This question is inspired by Bertrand's ballot theorem. I want to check if I have understood the counting method correctly. I changed the initial problem of the ballot theorem a little bit.
Suppose we have two candidates, A and B. After having counted the votes we have a tie. How many paths exist on which candidate A is never $\geq2$ votes ahead?
This is my approach:
I envision the election as a path on the $x$-axis which starts at $(0, 0)$ and ends at $(2p, 0)$, where $2p$ denotes the total number of votes. In the proof of the ballot-theorem they use a second path which is constructed by partly reflecting the original paths over the $x$-axis. I will try to follow this idea.
Firstly, I shift the start of all my paths to $(-2,2)$ and the first two votes must always be in favor of B. Secondly, I will extend the path until $(2p+2, 2)$ wheras the last two votes will count for A. Out of those paths I will only consider those ones which start with two consecutive votes for B and end with two consecutive votes for A (otherwise we would include paths that are definitively not allowed). Let's denote $M$ as the set of those paths. Hence, $|M|={2p \choose p}$.
Then I construct auxiliary paths as follows:
Let be $P$ a path of $M$. As long as $P$ doesn't touch the horizontal line which goes through $(0,2)$ (see red line in the picture) I reflect its values over the horizontal line which goes through $(0,2)$. Those values are the first points of the auxiliary paths. When $P$ touches the $(0,2)$-line the auxiliary paths will follow the rest of $P$. The construction of those auxiliary paths is a bijection into the set of those paths of $M$ which touch or cross the $(0, 2)$ line. So I simply have to subtract all auxiliary paths from $|M|$.

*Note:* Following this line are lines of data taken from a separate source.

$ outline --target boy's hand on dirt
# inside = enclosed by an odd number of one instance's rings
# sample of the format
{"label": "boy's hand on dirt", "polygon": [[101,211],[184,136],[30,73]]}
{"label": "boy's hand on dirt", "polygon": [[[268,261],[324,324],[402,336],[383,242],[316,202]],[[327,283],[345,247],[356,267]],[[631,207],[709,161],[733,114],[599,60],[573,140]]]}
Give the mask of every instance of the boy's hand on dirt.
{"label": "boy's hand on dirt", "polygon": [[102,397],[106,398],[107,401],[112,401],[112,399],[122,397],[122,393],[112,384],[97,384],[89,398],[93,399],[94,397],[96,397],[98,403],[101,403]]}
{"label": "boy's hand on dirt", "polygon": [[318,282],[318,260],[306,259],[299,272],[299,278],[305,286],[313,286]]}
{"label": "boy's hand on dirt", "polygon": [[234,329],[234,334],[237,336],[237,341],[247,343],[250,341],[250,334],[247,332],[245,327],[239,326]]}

Now I count all the auxiliary paths (I will do this in a bit more detail):
I have added $4$ votes to the $2p$ votes from the beginning (see green lines). $4$ votes of every auxiliary path are always the same meaning that the first two votes and the last two votes always count for A. Hence, all auxiliary paths sum up to: ${2p \choose p-2}$. The total number of paths where A is never $\geq 2$ votes ahead is ${2p \choose p}-{2p \choose p-2}=\frac{4p+2}{(p+1)(p+2)}{2p \choose p}$.
Is this correct?
I appreciate any comment or suggestion and please let me know if I should be clearer in any step.
Best Answer
You have the correct answer, but there is a simpler explanation which does not require augmenting paths. We are counting paths from $(0,0)$ to $(2p,0)$ whose steps are all of the form $(1,\pm 1)$, and whose $y$ coordinate is never equal to $-2$. We take all $\binom{2p}p$ paths, and subtract the bad paths which at some point hit $y=-2$. If we reflect such a bad path after the first time it hits $y=-2$, we end up with an arbitrary path to $(2p,-4)$. Therefore, the number of bad paths is the number of paths to $(2p,-4)$, which is $\binom{2p}{p-2}$.